Вы здесь

Лягушки. 5 (В. В. Орлов, 2011)

5

Вышло, что Ковригин проспал до двух часов среды.

Если бы не Кардиганов-Амазонкин, спал бы и до вечера.

Но Амазонкин уже стучал в дверь террасы. Был сегодня не в соломенной шляпе развозчика соли в Новороссии, а в красной бейсболке. Интерес Амазонкина к спорту подтверждала майка с физиономией Маши Шараповой и рекламой фартового дезодоранта, а также сатиновые (но может, и шелковые? или из «чертовой кожи»?) трусы негра-баскетболиста из Филадельфии, ниспадающие ниже колен прямо на известные в поселке кирзовые сапоги с укороченными голенищами. В руке у него была плетеная корзина для грибов.

– День-то какой летний! Ни облачка. Жара! – обрадовался Ковригину Амазонкин. Показал на головной убор: – Это мне Лоренца Козимовна презентовала. И майку.

Ковригин хотел поинтересоваться, не в комплекте ли к бейсболке и майке презентованы и афро-американские трусы. Но тут же сообразил:

– Кто-кто?

– Лоренца Козимовна. Благополучия ей и процветания. Я ей ворота утром открывал. Она уезжала. У нас теперь новые ключи от ворот. Ах, ну да, вы же не ходите на собрания. Очень приятная женщина Лоренца Козимовна, – Амазонкин смотрел на Ковригина искательно и чуть ли не с любовью.

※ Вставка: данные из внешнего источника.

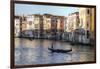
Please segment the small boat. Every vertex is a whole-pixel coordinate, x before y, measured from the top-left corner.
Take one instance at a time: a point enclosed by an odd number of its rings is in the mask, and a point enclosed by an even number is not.
[[[57,53],[67,53],[67,52],[71,52],[71,51],[72,51],[72,48],[69,49],[69,50],[54,49],[54,48],[53,48],[53,43],[52,43],[51,48],[48,48],[48,50],[50,50],[51,52],[57,52]]]
[[[67,53],[67,52],[71,52],[72,49],[70,50],[63,50],[63,49],[54,49],[54,48],[48,48],[51,52],[57,52],[57,53]]]

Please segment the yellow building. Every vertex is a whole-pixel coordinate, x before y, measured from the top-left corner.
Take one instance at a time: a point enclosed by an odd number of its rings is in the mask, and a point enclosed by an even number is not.
[[[79,8],[80,28],[85,30],[87,39],[94,40],[94,8]]]
[[[67,22],[65,24],[66,32],[73,32],[79,28],[79,12],[71,13],[67,16]]]
[[[43,15],[43,30],[50,31],[51,30],[51,16],[50,14]]]

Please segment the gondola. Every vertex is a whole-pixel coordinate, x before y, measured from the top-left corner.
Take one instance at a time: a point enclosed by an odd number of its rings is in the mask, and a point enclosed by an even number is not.
[[[54,49],[54,48],[48,48],[51,52],[56,52],[56,53],[68,53],[71,52],[72,49],[69,50],[63,50],[63,49]]]

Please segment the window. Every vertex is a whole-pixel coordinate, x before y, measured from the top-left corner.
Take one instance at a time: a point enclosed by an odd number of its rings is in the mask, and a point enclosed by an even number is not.
[[[87,10],[87,14],[90,14],[90,11],[89,11],[89,9]]]
[[[29,25],[32,25],[32,21],[29,21]]]
[[[38,28],[38,24],[35,24],[35,28],[36,28],[36,29]]]

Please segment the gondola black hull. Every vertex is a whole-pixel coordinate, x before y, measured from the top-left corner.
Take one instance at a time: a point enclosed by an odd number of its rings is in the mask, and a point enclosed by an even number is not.
[[[53,48],[48,48],[51,52],[56,52],[56,53],[68,53],[71,52],[72,49],[70,50],[62,50],[62,49],[53,49]]]

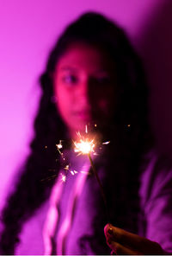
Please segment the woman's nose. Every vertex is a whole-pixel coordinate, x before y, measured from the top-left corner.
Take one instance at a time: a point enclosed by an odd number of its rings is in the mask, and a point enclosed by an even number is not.
[[[81,82],[80,86],[79,86],[78,94],[85,101],[87,101],[88,103],[89,102],[90,97],[91,97],[89,79],[86,79]]]

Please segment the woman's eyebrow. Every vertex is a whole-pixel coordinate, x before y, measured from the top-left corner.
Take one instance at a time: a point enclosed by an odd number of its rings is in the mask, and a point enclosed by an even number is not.
[[[62,70],[62,71],[75,71],[75,72],[77,71],[77,69],[76,67],[70,67],[70,66],[62,66],[60,67],[60,70]]]

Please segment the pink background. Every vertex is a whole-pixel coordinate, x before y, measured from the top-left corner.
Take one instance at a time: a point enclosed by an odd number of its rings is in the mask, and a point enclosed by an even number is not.
[[[150,88],[150,121],[159,149],[172,149],[171,0],[9,0],[0,4],[0,208],[28,154],[37,80],[58,35],[86,10],[120,24],[142,56]]]

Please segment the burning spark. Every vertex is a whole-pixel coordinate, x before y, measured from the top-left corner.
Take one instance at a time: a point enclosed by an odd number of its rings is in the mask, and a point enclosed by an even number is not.
[[[88,155],[94,152],[95,144],[94,140],[89,140],[88,138],[81,138],[79,142],[74,142],[75,152],[78,152],[79,155]]]
[[[66,176],[64,175],[64,174],[62,174],[62,173],[60,173],[61,174],[61,181],[63,182],[65,182],[65,181],[66,181]]]
[[[103,142],[102,144],[103,144],[103,145],[107,145],[107,144],[108,144],[109,143],[110,143],[110,141],[106,141],[106,142]]]
[[[88,133],[88,128],[87,128],[87,125],[85,125],[85,132]]]

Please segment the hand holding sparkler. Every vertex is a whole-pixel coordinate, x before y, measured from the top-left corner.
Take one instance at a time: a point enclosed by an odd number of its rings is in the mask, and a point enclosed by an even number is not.
[[[85,132],[88,134],[87,125],[86,125]],[[108,221],[109,218],[108,218],[108,205],[107,205],[106,196],[105,196],[105,194],[104,194],[104,191],[103,191],[103,187],[102,187],[101,180],[100,180],[100,178],[98,176],[97,171],[95,170],[95,167],[94,165],[94,163],[93,163],[93,160],[92,160],[92,157],[91,157],[91,153],[95,154],[95,144],[94,142],[94,139],[89,139],[88,137],[84,138],[83,136],[82,136],[80,134],[80,132],[77,132],[77,136],[79,138],[79,140],[78,140],[78,142],[74,141],[74,144],[75,144],[74,150],[76,152],[78,152],[78,156],[83,154],[83,155],[88,155],[88,157],[89,157],[93,173],[94,173],[94,175],[95,175],[95,178],[97,180],[97,182],[98,182],[100,189],[101,189],[101,193],[103,202],[104,202],[104,204],[105,204],[105,208],[106,208],[106,213],[107,213],[107,219]],[[108,143],[109,142],[105,143],[105,144],[108,144]]]

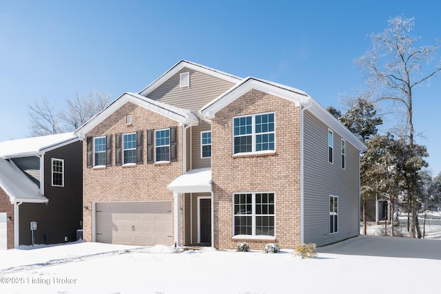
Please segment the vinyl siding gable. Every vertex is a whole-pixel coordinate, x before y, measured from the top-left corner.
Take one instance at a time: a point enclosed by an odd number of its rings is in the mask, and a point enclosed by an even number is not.
[[[180,74],[189,72],[189,86],[180,87]],[[194,70],[183,68],[147,95],[150,99],[197,112],[234,84]]]
[[[318,246],[358,235],[360,156],[346,141],[341,167],[341,136],[334,131],[334,162],[328,160],[328,127],[306,111],[304,116],[304,242]],[[329,233],[329,196],[338,197],[338,231]]]

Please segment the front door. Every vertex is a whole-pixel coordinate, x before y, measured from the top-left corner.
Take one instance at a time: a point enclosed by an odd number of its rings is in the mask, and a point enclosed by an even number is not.
[[[212,242],[212,200],[201,199],[201,243]]]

– Лоренца Козимовна… – пробормотал Ковригин. – Лоренца Козимовна… Случайно, не Медичи?..

– Да что вы! – взмахнул свободной рукой Амазонкин. – Какие здесь могут быть Медичи? У неё простая народная фамилия. Шинель.

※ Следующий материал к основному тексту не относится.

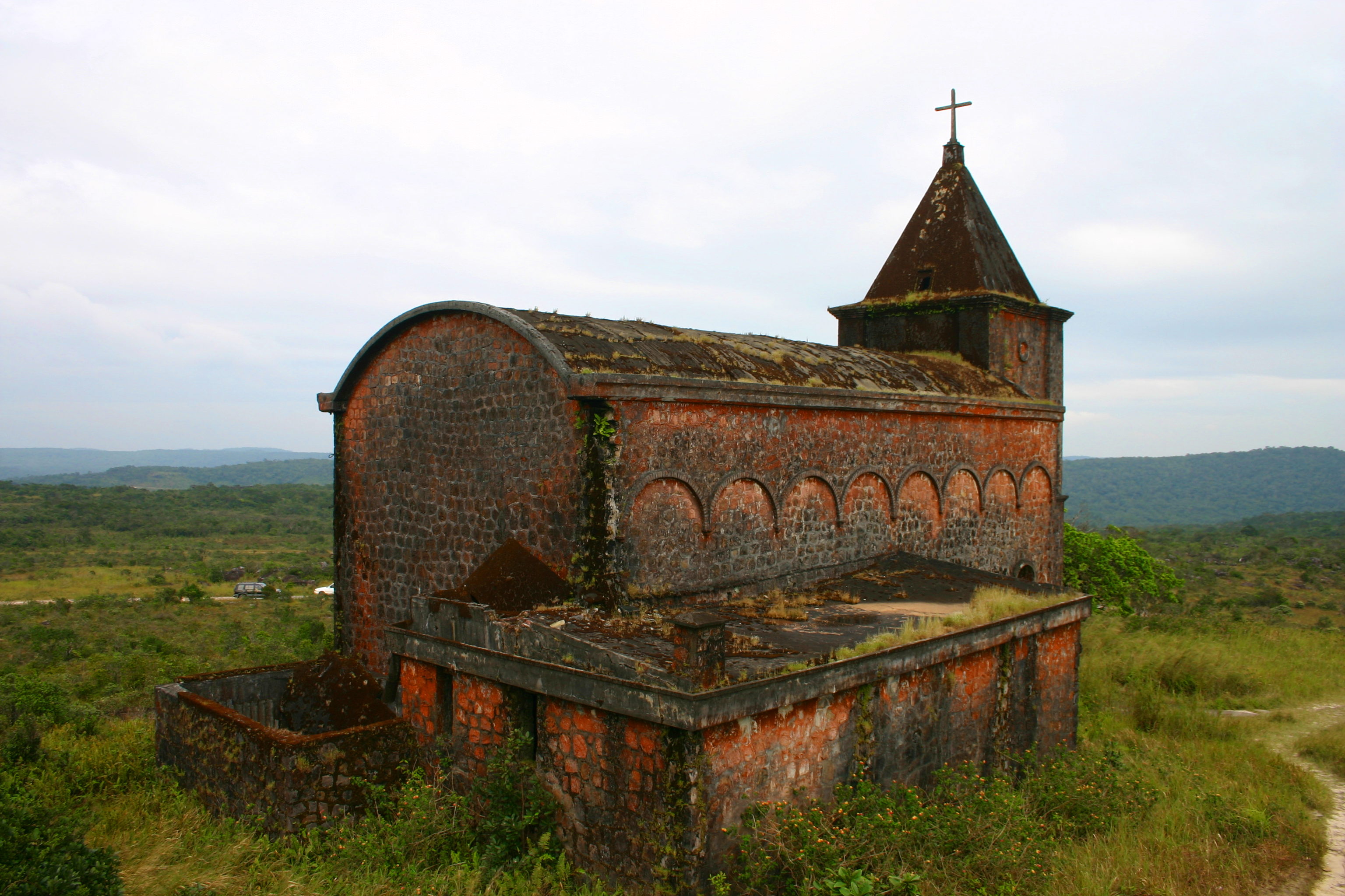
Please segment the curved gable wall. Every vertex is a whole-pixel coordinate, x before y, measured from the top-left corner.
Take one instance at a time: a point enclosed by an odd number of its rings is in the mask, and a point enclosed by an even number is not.
[[[578,520],[574,403],[508,321],[420,313],[371,340],[336,422],[343,638],[374,669],[409,596],[461,582],[515,537],[561,575]]]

– Ну да, ну да… Она же говорила. Шинель.

– А я в лес сходил, – сказал Амазонкин. – Думал, после вчерашнего ливня грибы выскочат. Нет. Но уж завтра-то наверняка появятся.

«Зеленые поганки!» – подумал Ковригин.

– Прокопий Николаевич, – сказал Ковригин, – мне надо за работу садиться. Лоренца… Козимовна… специально приезжала со срочным для меня заданием…

– Понял, понял, – заторопился Амазонкин. – Удаляюсь. При случае – Лоренце Козимовне привет и почтение.

– Всенепременно, – сказал Ковригин.

«Шинель… Ливень», – соображал он.

Вспомнилось. Прежде чем рухнуть в пропасть сна, ощутил: будто бы с потолка стало лить и следовало поставить под капель ведро или таз. Но сейчас в комнате с печью, по привычке называемой Детской, было сухо. Ничто не намокло. Кстати, простыня, наволочки и пододеяльник, будто бы ставшие вчера обеспечением гостеприимства, лежали в бельевом ящике нетронутые. Ковригин поднялся на чердак, и там было сухо, и самое главное – послевоенные, сороковых годов, комплекты «Огоньков», «Крокодила» и «Смены», перевязанные бечевкой, лежали ничем не порченные. Теперь Ковригин произвел более тщательный осмотр Детской, коли бы погода еще дней пять продержалась солнечной и теплой, на выходные могла прикатить сестра с детишками, и чужие, тем более (предполагаемо) женские, запахи её бы покоробили. А раздражать сестру Ковригин не любил.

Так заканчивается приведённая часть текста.